COSTRUIRE L'ABITARE CONTEMPORANEO Nuovi temi e metodi del progetto, 2020
L’uomo conosce lo spazio attraverso l’abitare, azione imprescindibile capace di definire i confini stessi della Terra. I greci utilizzavano il termine “ecumene” per designare la porzione di terra abitata e nota all’uomo. Il termine ecumene starebbe a indicare “la casa dove abitiamo”. Nel tempo con questa parola si sono indicate parti sempre più ampie senza perdere, tuttavia, l’idea di unità. La caratterizzazione degli spazi necessari alla vita avviene per mezzo della cultura di chi li abita. In questo modo, l’ecumene si differenzia in tanti luoghi, diversi e unici. Ognuno di essi è una dimora, un ambito esistenziale in cui l’uomo raduna i significati delle cose che lo circondano. Da un’unica casa, l’uomo ne abita diverse e molteplici.

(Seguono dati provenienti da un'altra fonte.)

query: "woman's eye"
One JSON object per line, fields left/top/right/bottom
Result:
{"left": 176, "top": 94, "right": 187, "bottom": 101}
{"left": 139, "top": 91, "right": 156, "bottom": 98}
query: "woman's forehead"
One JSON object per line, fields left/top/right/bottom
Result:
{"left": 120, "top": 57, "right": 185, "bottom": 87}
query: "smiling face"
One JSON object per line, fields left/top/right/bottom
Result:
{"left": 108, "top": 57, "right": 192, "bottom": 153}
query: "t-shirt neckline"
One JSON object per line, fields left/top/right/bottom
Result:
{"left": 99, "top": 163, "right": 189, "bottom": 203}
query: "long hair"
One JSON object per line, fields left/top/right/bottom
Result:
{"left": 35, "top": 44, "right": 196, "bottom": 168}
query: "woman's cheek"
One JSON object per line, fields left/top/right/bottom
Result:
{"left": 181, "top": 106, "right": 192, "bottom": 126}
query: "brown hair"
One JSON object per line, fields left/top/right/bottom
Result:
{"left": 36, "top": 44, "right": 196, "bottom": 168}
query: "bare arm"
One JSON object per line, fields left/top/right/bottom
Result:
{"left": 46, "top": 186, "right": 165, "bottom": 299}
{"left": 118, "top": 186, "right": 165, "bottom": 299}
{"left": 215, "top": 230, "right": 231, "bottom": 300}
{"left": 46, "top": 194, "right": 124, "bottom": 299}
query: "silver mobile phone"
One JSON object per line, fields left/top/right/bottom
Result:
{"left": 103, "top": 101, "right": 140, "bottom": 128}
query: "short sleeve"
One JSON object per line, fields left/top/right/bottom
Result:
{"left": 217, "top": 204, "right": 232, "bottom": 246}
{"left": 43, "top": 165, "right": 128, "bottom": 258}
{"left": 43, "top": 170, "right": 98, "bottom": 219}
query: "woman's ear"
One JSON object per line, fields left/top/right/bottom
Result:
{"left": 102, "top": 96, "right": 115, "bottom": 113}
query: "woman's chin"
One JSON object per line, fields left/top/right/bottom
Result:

È il mito della distruzione di Babele che si realizza nei modi in cui l’uomo concepisce gli spazi tanto della vita in comunità che della propria intimità. Ciò che ha sempre legato queste differenti declinazioni culturali, è il processo stesso dell’abitare. Qualunque sia la forma che ne consegue, questo si riconosce come la costruzione di un legame tra essere umano e spazio, attraverso azioni di identificazione e orientamento. A partire dagli anni Ottanta del XX secolo, il complesso fenomeno della globalizzazione contribuisce a definire una cultura globale; laddove «una cultura nasce e si sviluppa sempre [...] localmente, in una prossimità e in un contesto», la cultura globale mette in crisi questa proprietà affermandosi in un’area estesa al mondo intero. Ciò che accade con la globalizzazione è l’ampliamento dei confini della casa dell’uomo, un’immagine che si concretizza in una «prospettiva di urbanizzazione destinata ad abbracciare il pianeta, perdendo il senso sia della città che del globo. Un mondo come immensa città». Se il mondo si riconosce come lo spazio di azione naturale dell’uomo, allora si può affermare che esso diventa, nella sua totalità, noto e abitabile. Si tratta di un allargamento della sfera intima, per cui l’uomo riconosce se stesso attraverso il confronto con il mondo intero. Nell’espansione massima dell’ecumene, egli trasforma la Terra in un’unica casa. Ma mentre conosce il mondo, il luogo viene perduto.